Muscolari, instancabili, potenti, determinati ed incisivi, una vera e propria macchina da guerra sonica, che, però, invece di seminare sofferenze, dolore e distruzione, diffonde, tra il pubblico accorso per questa nuova edizioni dell’Ecosuoni Festival, gioia, positività, amore, una sana e massiccia dose di adrenalina e, ovviamente, un piacevole ed appassionato miscuglio di sonorità blues-rock, grunge e stoner-rock.

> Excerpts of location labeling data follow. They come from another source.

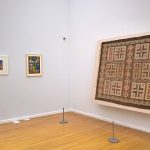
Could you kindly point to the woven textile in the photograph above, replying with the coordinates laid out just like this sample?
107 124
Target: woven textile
124 72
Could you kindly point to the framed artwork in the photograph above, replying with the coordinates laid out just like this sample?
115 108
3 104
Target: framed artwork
123 73
34 65
3 64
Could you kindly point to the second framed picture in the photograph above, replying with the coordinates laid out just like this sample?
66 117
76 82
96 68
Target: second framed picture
34 65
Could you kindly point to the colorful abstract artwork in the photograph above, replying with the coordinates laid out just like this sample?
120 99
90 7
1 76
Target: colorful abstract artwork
3 64
124 72
34 65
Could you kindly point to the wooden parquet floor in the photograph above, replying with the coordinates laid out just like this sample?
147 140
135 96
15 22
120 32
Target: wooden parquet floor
81 133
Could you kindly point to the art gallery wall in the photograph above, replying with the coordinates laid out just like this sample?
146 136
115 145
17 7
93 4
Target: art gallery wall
33 26
97 20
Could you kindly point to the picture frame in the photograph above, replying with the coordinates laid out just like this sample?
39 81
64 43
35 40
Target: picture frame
133 103
33 65
3 64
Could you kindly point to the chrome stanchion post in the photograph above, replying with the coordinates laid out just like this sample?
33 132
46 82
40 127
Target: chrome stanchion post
113 139
63 121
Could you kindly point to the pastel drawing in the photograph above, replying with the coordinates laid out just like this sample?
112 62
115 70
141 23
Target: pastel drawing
34 64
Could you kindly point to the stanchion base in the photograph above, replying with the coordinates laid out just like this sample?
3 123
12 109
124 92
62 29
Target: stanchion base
63 122
113 140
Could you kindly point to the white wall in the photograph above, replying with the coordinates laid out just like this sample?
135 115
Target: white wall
33 26
92 20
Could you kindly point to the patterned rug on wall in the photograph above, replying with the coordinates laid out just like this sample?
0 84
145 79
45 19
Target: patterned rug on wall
124 72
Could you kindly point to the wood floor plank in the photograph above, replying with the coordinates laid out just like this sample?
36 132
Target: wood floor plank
81 133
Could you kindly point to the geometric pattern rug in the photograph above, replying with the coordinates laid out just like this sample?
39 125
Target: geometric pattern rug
124 72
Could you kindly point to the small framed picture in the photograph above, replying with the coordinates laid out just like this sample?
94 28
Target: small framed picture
34 65
3 65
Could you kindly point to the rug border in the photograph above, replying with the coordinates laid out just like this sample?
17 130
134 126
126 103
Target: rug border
96 69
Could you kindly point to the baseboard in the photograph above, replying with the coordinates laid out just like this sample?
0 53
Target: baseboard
17 119
110 120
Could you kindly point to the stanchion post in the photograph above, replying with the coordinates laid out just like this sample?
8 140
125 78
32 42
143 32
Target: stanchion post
113 139
63 121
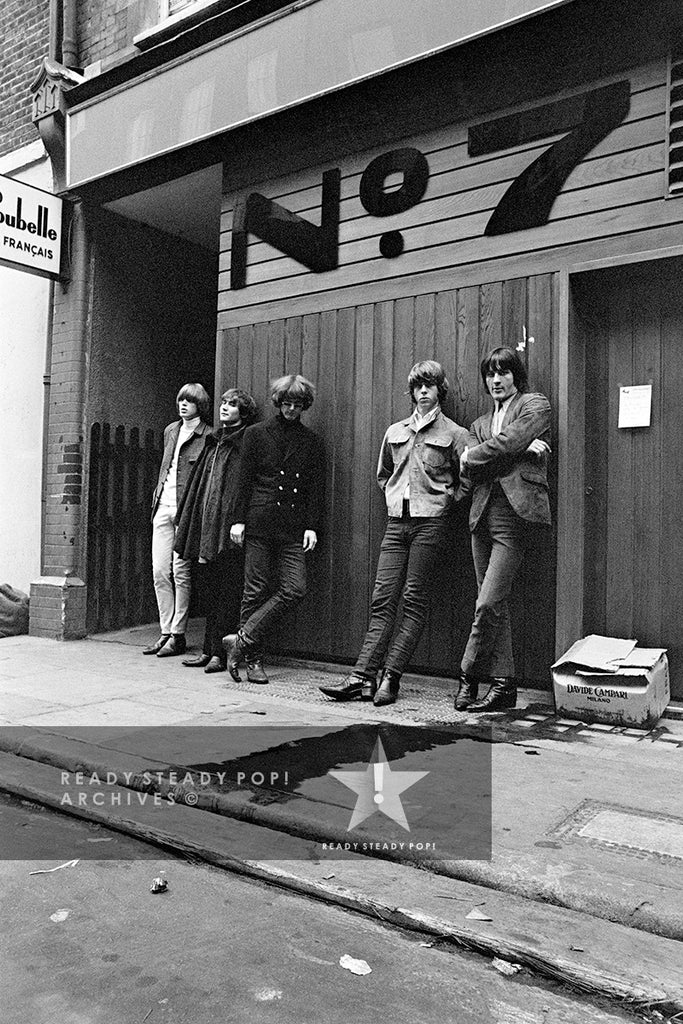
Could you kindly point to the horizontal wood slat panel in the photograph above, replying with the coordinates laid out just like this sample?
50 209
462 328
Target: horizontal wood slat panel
475 250
617 189
462 218
301 190
450 199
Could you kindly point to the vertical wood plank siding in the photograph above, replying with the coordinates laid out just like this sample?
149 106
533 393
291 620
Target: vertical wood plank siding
358 358
454 294
617 188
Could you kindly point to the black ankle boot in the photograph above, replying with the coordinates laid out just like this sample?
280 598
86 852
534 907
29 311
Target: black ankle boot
501 696
388 688
237 648
467 692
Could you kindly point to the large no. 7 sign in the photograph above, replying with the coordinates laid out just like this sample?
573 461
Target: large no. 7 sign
588 119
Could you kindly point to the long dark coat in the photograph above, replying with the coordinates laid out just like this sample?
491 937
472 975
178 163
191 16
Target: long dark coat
207 507
282 479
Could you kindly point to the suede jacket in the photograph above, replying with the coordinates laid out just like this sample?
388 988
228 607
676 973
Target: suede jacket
428 460
504 459
189 453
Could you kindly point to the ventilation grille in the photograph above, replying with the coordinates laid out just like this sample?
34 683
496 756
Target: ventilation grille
675 118
173 6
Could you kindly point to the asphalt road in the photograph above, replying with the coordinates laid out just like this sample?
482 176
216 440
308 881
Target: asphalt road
91 944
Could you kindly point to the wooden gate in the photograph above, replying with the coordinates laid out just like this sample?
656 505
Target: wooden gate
358 358
633 322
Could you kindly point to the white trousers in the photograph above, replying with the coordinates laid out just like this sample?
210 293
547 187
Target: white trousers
172 574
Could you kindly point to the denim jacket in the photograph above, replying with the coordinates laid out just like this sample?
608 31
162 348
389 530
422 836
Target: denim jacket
428 460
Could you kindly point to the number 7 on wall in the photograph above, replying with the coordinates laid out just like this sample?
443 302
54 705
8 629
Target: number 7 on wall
528 200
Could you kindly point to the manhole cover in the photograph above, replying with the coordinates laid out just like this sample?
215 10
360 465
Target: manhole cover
625 828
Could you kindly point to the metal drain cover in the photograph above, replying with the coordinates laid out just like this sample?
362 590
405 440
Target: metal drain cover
639 832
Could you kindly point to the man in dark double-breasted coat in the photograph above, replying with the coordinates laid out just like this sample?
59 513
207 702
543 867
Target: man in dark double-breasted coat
278 518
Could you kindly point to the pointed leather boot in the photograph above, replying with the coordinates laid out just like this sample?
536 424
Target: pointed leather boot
215 664
467 692
388 689
156 647
255 670
350 689
235 654
501 696
197 663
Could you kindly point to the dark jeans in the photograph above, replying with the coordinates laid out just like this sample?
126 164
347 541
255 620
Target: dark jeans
499 544
220 589
410 555
267 561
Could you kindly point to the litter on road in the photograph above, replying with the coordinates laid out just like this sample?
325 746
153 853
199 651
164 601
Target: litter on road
354 966
48 870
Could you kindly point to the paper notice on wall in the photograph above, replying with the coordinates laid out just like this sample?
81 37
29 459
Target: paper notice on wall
635 406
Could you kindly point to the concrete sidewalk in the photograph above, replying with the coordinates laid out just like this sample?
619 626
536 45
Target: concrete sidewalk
584 881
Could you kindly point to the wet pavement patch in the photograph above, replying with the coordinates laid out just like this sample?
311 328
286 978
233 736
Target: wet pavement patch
412 793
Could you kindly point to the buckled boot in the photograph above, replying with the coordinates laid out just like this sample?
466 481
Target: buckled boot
157 646
255 670
174 645
467 692
355 685
501 696
388 689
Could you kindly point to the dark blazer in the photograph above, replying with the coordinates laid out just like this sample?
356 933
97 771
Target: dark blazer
189 453
206 510
522 476
281 480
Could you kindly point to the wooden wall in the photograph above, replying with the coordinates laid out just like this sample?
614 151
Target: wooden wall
617 190
358 357
454 293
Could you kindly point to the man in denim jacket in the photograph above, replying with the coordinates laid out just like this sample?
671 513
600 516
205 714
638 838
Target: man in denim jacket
418 469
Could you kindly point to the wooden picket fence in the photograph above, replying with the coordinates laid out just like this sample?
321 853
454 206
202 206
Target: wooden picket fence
122 478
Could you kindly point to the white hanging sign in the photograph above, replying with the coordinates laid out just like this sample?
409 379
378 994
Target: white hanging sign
30 227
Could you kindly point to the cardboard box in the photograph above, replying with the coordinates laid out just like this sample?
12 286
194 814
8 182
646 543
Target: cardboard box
604 679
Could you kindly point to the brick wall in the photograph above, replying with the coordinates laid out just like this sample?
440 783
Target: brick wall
25 35
107 28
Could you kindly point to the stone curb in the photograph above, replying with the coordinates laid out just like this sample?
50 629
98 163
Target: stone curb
76 756
589 978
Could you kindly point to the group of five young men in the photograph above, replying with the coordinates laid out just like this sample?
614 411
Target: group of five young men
257 487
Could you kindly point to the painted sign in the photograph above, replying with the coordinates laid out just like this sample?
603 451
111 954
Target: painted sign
30 227
586 118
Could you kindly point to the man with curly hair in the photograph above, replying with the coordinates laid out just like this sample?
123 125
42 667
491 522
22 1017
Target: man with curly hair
276 518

I Bud Spencer Blues Explosion si presentano sul palco del festival, in una tranquilla serata di Settembre, nella operosa cittadina di Palma Campania, con uno spettacolo che non intende fare sconti a nessuno; chitarra e batteria martellano gli ascoltatori dall’inizio alla fine, dalla prima all’ultima fila, picchiano e dialogano tra loro, utilizzando quell’accattivante linguaggio universale di matrice hendrixiana che è nel DNA di ciascun essere umano, senza alcuna distinzione sociale, economica, etnica o religiosa. Perché noi siamo semplicemente questo: creature fragili ed emotivamente sensibili che vivono sotto il medesimo cielo, che navigano i medesimi mari, che camminano su una terra che non ha e non deve avere confini, limiti o barriere; una terra – e questa è una tematica che sta particolarmente al cuore al festival campano – che abbiamo il dovere morale di proteggere, di salvaguardare, di custodire e di difendere da tutti coloro che, invece, la considerano una loro esclusiva proprietà e la sfruttano, in modo massivo ed arrogante, producendo quei danni ambientali che mettono in pericolo la vita stessa su questo piccolo pianeta periferico verde ed azzurro.
Il blues punkeggiante, puro, genuino e psichedelico del duo italiano è un invito, quindi, alla vita vera, ad una visione realista di quelli che sono i problemi e le questioni da affrontare. Questa musica ha la capacità di risuonare dentro e fuori di noi, di aprirci gli occhi, di liberare le nostre menti dalla droga del facile compromesso, spronandoci ad uscire da quelli che sono schemi concepiti dal potere economico e politico precostituito e seguire una strada nuova, una strada nostra, una strada umana, una strada, finalmente, pacifica, solidale ed eco-sostenibile, una strada che sia vero godimento, ma che sia anche lastricata di impegno civile, perché, oramai, le buone intenzioni, i luoghi comuni, le chiacchiere e le parole stanno a zero. E, per ritornare ad una narrazione blueseggiante del nostro presente, siamo giunti al fatidico incrocio, possiamo morire e vendere l’anima al diavolo per l’ultima volta oppure possiamo lasciare che si Robert Johnson a mostrarci la verità, quello che siamo, quello che abbiamo fatto, quello che può essere o non essere il nostro futuro.